Tuesday’s Top 3: Precision, Automation and Driving
Today wrapped up our second full day abroad, and it was filled with a firehouse of information about how CLAAS services their customers through part orders and machine manufacturing. While I haven’t been through many factories in my life, today I was blown away by two things: precision and automation.
Those kickoff our Top 3.
While most of us in the ag space think of precision as in precision agriculture, for today’s post, I’m taking it in a different direction. I spoke with six farmers today for interviews and 67 percent all mentioned the same thing: both facilities – the machinery production plant and global parts hub – were immaculately clean. The employees take great pride in their work, but also their work space, which tells me that their attention to detail is impeccable. Think about it? If you are piecing together a massive forage harvester or combine, you would have to have razor sharp attention-to-detail mindsets. And, that’s not for just one person, it’s everyone on the team. That takes precision.
Automation goes hand-in-hand with precision.
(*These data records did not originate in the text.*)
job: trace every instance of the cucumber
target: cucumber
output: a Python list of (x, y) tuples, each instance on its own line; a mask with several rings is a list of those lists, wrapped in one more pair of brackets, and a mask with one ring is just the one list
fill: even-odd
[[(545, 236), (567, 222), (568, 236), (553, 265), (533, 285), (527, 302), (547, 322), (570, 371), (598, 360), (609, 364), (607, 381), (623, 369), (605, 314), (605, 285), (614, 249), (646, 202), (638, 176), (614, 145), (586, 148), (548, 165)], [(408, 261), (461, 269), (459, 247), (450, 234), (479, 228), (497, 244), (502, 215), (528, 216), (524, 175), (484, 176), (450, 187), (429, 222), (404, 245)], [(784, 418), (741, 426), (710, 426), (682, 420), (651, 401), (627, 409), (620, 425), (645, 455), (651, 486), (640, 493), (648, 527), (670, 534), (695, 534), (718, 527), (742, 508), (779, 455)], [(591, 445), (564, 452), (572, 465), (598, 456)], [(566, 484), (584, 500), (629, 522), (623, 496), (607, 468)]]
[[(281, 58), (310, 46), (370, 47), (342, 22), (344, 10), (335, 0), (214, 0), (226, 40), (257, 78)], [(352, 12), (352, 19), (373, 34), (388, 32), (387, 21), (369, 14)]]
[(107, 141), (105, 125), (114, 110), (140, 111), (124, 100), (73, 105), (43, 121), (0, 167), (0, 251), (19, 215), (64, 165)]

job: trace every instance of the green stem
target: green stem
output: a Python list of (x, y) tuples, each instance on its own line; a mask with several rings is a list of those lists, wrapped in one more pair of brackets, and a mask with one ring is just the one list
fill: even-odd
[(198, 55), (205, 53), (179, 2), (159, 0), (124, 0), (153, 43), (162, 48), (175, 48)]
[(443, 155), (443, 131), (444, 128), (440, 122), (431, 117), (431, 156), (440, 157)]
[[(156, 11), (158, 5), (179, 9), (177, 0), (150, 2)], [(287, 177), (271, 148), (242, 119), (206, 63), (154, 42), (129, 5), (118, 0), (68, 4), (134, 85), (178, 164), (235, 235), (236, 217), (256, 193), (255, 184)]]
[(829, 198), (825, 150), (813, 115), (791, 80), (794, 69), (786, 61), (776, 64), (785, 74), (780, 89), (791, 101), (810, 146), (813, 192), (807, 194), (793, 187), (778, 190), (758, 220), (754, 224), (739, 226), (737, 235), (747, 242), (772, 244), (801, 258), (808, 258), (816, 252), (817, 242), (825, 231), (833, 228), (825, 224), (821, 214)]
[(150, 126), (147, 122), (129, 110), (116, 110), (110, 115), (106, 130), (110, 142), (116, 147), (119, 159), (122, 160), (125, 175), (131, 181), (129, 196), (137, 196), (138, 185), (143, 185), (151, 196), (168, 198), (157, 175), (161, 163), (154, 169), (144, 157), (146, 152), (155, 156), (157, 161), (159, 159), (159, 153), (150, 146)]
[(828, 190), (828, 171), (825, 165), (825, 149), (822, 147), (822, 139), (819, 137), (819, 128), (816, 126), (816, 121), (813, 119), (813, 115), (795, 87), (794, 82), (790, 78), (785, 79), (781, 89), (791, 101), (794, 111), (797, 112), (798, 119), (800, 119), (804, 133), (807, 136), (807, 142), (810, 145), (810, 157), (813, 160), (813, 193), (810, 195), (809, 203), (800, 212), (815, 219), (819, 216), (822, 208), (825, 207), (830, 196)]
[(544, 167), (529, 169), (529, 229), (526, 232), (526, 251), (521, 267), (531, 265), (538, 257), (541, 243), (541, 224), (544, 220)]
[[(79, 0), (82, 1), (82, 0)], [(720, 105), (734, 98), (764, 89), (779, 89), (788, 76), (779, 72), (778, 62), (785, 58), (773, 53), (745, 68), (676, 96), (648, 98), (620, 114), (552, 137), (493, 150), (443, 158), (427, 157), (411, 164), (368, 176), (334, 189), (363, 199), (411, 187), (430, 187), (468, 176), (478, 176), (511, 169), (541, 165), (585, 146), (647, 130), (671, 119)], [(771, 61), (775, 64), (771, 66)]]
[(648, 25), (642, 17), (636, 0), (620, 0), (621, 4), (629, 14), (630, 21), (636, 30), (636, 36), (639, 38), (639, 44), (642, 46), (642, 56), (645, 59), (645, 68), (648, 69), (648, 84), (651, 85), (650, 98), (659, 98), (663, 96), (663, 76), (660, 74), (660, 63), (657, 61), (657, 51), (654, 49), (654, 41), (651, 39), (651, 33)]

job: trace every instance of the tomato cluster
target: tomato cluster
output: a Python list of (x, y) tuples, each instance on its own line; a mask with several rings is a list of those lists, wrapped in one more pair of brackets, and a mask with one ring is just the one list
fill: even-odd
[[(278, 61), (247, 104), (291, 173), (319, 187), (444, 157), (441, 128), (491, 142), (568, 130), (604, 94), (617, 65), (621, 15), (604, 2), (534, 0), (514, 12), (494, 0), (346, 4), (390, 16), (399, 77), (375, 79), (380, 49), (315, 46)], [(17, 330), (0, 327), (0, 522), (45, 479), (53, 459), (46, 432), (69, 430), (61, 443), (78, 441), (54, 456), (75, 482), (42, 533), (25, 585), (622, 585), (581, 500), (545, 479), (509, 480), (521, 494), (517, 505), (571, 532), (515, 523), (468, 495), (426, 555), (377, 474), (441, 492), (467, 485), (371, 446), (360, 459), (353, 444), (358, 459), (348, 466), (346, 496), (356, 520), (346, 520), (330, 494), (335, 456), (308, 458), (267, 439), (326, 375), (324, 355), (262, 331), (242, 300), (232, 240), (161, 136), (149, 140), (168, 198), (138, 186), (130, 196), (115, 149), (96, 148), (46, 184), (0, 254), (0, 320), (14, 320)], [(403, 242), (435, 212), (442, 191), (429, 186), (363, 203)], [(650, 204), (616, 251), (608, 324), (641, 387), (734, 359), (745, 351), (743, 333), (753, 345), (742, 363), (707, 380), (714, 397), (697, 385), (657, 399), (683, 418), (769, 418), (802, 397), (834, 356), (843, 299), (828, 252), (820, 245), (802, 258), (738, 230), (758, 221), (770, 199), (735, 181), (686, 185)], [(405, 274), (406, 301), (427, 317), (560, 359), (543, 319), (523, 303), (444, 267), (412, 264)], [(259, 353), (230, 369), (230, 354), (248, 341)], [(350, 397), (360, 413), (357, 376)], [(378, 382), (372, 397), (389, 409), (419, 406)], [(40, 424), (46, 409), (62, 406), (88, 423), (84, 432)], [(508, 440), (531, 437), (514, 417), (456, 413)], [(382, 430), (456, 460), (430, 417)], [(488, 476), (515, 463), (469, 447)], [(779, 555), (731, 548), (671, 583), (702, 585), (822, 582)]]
Here are a few details of the technology in the CLAAS plants:
- The main production facility is one mile long.
- The workers use bikes to travel back-and-forth to save time and increase efficiency.
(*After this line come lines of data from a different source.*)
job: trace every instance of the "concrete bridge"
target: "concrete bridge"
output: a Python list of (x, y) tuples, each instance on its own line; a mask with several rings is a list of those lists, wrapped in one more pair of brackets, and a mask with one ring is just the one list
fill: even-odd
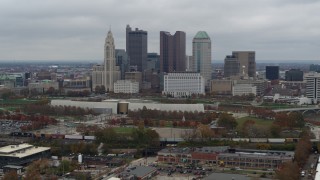
[(287, 113), (301, 112), (302, 114), (305, 114), (306, 112), (313, 112), (315, 114), (319, 114), (320, 107), (319, 106), (311, 106), (311, 107), (308, 106), (308, 107), (301, 107), (301, 108), (274, 109), (272, 111), (275, 113), (278, 113), (278, 112), (287, 112)]

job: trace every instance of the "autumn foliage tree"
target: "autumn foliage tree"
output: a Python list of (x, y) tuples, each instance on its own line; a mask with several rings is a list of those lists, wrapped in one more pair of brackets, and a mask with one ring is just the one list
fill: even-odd
[(7, 173), (4, 174), (2, 180), (18, 180), (18, 174), (16, 171), (9, 171)]
[(300, 178), (300, 171), (297, 162), (286, 162), (282, 168), (276, 171), (279, 180), (297, 180)]
[(227, 113), (221, 114), (217, 123), (220, 127), (225, 127), (227, 130), (232, 130), (238, 125), (236, 119)]

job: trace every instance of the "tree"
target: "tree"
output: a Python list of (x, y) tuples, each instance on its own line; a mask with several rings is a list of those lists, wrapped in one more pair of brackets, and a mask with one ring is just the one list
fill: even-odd
[(101, 85), (100, 88), (101, 88), (101, 89), (100, 89), (100, 94), (106, 93), (106, 87), (105, 87), (104, 85)]
[(300, 179), (300, 170), (296, 162), (286, 162), (282, 168), (276, 171), (279, 180), (297, 180)]
[(289, 119), (292, 122), (293, 127), (304, 127), (305, 122), (301, 112), (291, 112), (289, 114)]
[(227, 130), (233, 130), (238, 125), (236, 119), (227, 113), (221, 114), (217, 123), (218, 126), (225, 127)]
[(200, 133), (201, 140), (210, 140), (214, 136), (214, 132), (209, 125), (200, 124), (197, 131)]
[(272, 123), (272, 125), (270, 126), (270, 133), (272, 137), (279, 138), (281, 133), (281, 127), (277, 124)]
[(16, 171), (9, 171), (7, 173), (4, 174), (2, 180), (18, 180), (18, 174)]

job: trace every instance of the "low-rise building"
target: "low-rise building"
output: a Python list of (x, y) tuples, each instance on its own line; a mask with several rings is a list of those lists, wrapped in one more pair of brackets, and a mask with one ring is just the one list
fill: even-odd
[(130, 80), (118, 80), (114, 83), (114, 93), (139, 93), (139, 83)]
[(0, 168), (6, 165), (23, 166), (50, 156), (50, 147), (31, 144), (9, 145), (0, 148)]
[(211, 92), (218, 95), (232, 94), (232, 80), (215, 79), (211, 80)]
[(205, 95), (205, 80), (200, 73), (168, 73), (164, 75), (162, 94), (172, 97)]
[(252, 84), (235, 84), (232, 87), (233, 96), (242, 96), (249, 94), (257, 94), (257, 87)]
[(151, 179), (157, 174), (157, 169), (151, 166), (136, 166), (128, 168), (125, 172), (121, 173), (120, 176), (123, 179)]
[(57, 81), (42, 80), (39, 82), (32, 82), (28, 84), (29, 91), (36, 91), (38, 93), (44, 93), (49, 88), (59, 89), (59, 83)]
[(292, 161), (294, 152), (254, 149), (230, 149), (228, 146), (201, 148), (166, 148), (158, 152), (161, 163), (212, 164), (245, 169), (276, 169)]

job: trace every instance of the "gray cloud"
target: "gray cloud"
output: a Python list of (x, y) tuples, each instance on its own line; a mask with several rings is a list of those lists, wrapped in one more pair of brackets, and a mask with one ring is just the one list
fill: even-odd
[(187, 53), (199, 30), (213, 42), (213, 61), (233, 50), (257, 60), (318, 60), (320, 2), (316, 0), (2, 0), (0, 59), (103, 59), (111, 25), (116, 48), (125, 26), (148, 31), (149, 52), (159, 32), (187, 34)]

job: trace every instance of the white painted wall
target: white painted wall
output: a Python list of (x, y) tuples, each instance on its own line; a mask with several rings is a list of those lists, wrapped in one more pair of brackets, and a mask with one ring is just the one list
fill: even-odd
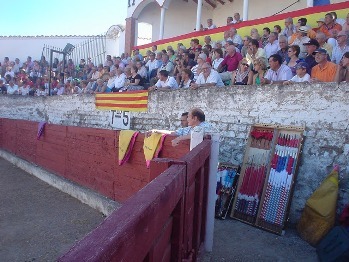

- The assembly line is automatic and driven by a system of magnets underneath the shop floor that keep parts moving.
- They assemble 25 combines per day and about 15 forage harvesters.
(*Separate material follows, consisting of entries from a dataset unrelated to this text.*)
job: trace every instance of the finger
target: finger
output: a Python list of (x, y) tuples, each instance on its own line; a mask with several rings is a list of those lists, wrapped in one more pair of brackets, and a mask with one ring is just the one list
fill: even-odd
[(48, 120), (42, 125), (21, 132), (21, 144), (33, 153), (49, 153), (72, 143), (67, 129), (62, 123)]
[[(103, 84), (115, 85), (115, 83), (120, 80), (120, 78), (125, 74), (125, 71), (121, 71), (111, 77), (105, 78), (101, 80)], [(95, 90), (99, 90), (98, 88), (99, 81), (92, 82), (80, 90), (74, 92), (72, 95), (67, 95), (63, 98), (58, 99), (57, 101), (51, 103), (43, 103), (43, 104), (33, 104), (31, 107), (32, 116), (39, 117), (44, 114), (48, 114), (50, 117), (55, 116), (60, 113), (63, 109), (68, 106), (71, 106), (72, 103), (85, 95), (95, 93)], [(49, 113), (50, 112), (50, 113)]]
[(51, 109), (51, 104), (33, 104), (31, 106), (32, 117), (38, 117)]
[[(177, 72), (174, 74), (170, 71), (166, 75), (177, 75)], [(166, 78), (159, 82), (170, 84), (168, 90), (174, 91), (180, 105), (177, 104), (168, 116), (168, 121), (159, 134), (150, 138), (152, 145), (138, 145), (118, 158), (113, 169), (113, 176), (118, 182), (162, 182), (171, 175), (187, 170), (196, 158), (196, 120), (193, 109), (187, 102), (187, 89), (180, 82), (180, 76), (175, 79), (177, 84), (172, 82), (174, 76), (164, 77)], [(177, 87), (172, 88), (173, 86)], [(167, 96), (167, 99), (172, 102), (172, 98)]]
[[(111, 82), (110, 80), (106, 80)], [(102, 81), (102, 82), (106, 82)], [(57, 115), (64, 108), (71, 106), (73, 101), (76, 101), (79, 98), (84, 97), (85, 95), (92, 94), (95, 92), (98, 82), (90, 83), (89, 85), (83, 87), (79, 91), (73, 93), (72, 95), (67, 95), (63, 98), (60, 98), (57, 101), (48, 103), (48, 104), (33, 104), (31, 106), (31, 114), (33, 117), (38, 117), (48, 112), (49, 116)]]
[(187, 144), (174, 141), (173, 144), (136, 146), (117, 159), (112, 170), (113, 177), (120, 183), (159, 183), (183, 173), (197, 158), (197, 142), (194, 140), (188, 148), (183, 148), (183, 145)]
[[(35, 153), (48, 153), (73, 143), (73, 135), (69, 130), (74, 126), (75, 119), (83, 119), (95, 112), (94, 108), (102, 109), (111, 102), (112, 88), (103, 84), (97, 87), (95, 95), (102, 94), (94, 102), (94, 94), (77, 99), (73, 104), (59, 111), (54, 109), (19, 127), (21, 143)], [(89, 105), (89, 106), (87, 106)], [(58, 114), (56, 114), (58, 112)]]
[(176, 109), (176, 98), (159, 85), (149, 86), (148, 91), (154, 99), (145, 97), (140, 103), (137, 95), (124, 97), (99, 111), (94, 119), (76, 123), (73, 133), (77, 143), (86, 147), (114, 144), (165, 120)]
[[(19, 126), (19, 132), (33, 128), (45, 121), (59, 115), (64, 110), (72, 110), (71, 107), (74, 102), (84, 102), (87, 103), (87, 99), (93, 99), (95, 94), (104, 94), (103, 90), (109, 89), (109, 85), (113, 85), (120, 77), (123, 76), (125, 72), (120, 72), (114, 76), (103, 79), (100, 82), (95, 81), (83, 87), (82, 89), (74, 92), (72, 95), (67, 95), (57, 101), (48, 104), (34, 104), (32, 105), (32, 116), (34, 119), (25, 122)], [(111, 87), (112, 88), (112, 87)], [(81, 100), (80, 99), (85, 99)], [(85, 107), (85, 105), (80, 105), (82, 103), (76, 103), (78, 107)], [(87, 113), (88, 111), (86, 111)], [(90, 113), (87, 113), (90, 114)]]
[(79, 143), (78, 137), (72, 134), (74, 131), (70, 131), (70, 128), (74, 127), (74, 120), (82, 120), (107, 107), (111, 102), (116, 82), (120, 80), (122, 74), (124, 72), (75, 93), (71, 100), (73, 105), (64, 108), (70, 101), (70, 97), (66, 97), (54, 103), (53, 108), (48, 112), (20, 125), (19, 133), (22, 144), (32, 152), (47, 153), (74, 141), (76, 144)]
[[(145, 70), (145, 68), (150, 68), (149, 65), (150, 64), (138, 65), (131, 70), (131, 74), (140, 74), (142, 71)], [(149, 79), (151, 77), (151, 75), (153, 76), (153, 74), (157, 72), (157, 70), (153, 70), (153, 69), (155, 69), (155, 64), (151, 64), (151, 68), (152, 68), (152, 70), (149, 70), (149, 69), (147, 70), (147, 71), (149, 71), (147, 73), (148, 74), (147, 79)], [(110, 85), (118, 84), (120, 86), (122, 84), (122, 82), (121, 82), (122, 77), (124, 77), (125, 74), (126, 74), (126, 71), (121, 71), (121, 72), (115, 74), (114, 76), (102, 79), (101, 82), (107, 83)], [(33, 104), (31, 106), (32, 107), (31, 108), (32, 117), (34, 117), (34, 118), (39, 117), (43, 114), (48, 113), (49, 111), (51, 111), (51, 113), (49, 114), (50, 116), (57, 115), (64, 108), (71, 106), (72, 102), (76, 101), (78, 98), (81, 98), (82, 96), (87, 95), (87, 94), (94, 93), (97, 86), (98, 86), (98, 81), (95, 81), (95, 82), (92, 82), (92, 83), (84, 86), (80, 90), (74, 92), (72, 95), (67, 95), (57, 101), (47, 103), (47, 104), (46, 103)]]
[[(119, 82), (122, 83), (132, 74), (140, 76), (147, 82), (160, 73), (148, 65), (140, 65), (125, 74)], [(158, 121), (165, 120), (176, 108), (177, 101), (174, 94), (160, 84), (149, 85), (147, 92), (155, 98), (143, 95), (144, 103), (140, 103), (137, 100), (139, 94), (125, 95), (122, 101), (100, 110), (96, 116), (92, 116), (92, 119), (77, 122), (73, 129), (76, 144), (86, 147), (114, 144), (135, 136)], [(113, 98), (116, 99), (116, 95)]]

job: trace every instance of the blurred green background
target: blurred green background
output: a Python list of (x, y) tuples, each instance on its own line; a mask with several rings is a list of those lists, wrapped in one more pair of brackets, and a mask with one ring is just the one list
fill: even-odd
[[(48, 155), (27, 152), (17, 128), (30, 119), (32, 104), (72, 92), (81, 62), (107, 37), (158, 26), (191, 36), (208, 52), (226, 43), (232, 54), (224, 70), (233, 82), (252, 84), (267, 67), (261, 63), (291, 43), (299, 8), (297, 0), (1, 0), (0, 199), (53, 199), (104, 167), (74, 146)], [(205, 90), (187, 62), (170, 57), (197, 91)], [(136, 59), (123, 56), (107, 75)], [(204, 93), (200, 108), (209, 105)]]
- They have a state-of-the-art hydraulic, computer system that locates and distributes parts at its global parts hub to help fill customer orders worldwide.
- That system cost about 20 million euros. They plan to expand that part to increase their efficiency.
While that is only a snapshot, it was impressive to everyone that made the trip.
While driving from Hareswinkel to Hamm, our bus driver told us that we were on the Audubon. That stretch of roadway did not have a speed limit and the driver mentioned that people will drive as fast as they feel comfortable or will top our their cars. The first two letters of the license plates dictate what city they are from in the EU and there is a letter that indicates what country. For example, the letters “BE” would mean you’re from Berlin and “D” would mean you’re from Deutchland. Then the bus driver said Germans are crazy drivers.
Tomorrow we will head to another factory where CLAAS is hosting a focus group session and looking at more equipment.